Quote: Every 2D vector has two such normals: the right hand and left hand normal. As you might expect, the right hand normal points to the right of the vector, and the left hand normal points to the left. Given a vector a, the right hand normal of a is simply: rn.x = -a.y; rn.y = a.x; and the left hand normal is: ln.x = a.y; ln.y = -a.x; Note that ln = -rn.

            Vector2 R = new Vector2();
            R.X = 10;
            R.Y = 0;

            Vector2 normal_RH = new Vector2();
            normal_RH.X = -CCW.Y;
            normal_RH.Y = CCW.X;

Quote:Original post by raigan
"Right hand normal" simply meant the normal that points to the right of the line, nothing to do with hands and thumbs.

Quote:Original post by raigan
The problem here is one of "left-handed" vs "right-handed" coordinate systems: you're assuming that the vector (0,1) points upward (the way it's taught in math class) while the tutorial assumes that it points downward (the way it exists in some graphics APIs).
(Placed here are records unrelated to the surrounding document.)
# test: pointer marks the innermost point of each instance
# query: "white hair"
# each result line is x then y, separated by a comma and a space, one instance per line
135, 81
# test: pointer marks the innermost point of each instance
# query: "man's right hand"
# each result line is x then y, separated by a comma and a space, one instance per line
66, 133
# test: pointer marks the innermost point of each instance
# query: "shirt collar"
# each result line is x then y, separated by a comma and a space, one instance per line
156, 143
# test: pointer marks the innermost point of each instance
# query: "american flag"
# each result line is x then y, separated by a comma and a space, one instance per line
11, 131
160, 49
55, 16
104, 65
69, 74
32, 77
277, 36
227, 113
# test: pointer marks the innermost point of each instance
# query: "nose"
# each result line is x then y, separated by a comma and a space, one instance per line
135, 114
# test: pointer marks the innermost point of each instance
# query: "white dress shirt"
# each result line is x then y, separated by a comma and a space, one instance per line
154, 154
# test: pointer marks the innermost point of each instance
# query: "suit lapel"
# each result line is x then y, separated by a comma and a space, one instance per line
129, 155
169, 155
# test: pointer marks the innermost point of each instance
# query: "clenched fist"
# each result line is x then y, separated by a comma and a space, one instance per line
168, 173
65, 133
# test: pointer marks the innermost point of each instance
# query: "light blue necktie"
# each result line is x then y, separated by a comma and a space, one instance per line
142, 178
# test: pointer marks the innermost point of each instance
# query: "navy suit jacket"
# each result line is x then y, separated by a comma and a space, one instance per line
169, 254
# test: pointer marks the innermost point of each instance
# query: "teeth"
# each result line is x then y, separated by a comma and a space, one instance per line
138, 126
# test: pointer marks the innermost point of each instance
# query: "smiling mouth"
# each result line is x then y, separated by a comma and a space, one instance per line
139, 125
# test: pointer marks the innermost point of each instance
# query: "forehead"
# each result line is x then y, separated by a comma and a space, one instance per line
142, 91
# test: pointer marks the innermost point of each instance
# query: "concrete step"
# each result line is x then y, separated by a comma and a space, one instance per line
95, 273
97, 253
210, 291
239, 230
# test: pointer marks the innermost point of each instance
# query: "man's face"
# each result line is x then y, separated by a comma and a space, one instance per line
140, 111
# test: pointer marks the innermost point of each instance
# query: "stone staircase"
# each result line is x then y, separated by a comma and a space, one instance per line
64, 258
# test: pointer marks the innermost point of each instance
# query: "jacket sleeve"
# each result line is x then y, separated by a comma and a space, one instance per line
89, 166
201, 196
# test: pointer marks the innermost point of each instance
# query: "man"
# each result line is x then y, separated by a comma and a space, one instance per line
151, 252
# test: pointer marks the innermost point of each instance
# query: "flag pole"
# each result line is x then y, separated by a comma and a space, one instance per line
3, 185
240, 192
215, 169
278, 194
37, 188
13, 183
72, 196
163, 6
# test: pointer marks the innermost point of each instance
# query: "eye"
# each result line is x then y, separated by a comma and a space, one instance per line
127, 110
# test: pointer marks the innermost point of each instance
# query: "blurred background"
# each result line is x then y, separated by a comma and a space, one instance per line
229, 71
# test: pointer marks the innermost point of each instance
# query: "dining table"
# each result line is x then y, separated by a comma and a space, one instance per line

So the vector (0,1) does in fact point to the right of the vector (1,0), *IF* you consider +y to be in the down direction rather than up.

Quote:Original post by raigan
Well, since I'm one of the authors of the tutorial in question, I can say definitively that by "right hand normal" we meant "normal pointing to the right side of the vector".

The OPs problem was the assumption that (0,1) points up, when in our world that vector points down :)

This may be confusing since we don't explicitly *state* this anywhere, but if you consider e.g Figure 12 at the very bottom of the page -- the right-hand (red) normal of (3,-1) is given as (1,3) -- this can be inferred.

We're used to polygon vertices being listed in counter-clockwise order, and the right-hand side of polygon edges being the "outside" of the polygon. Hence the right-hand normal is the normal pointing to the right side of a vector. I guess this is just a convention.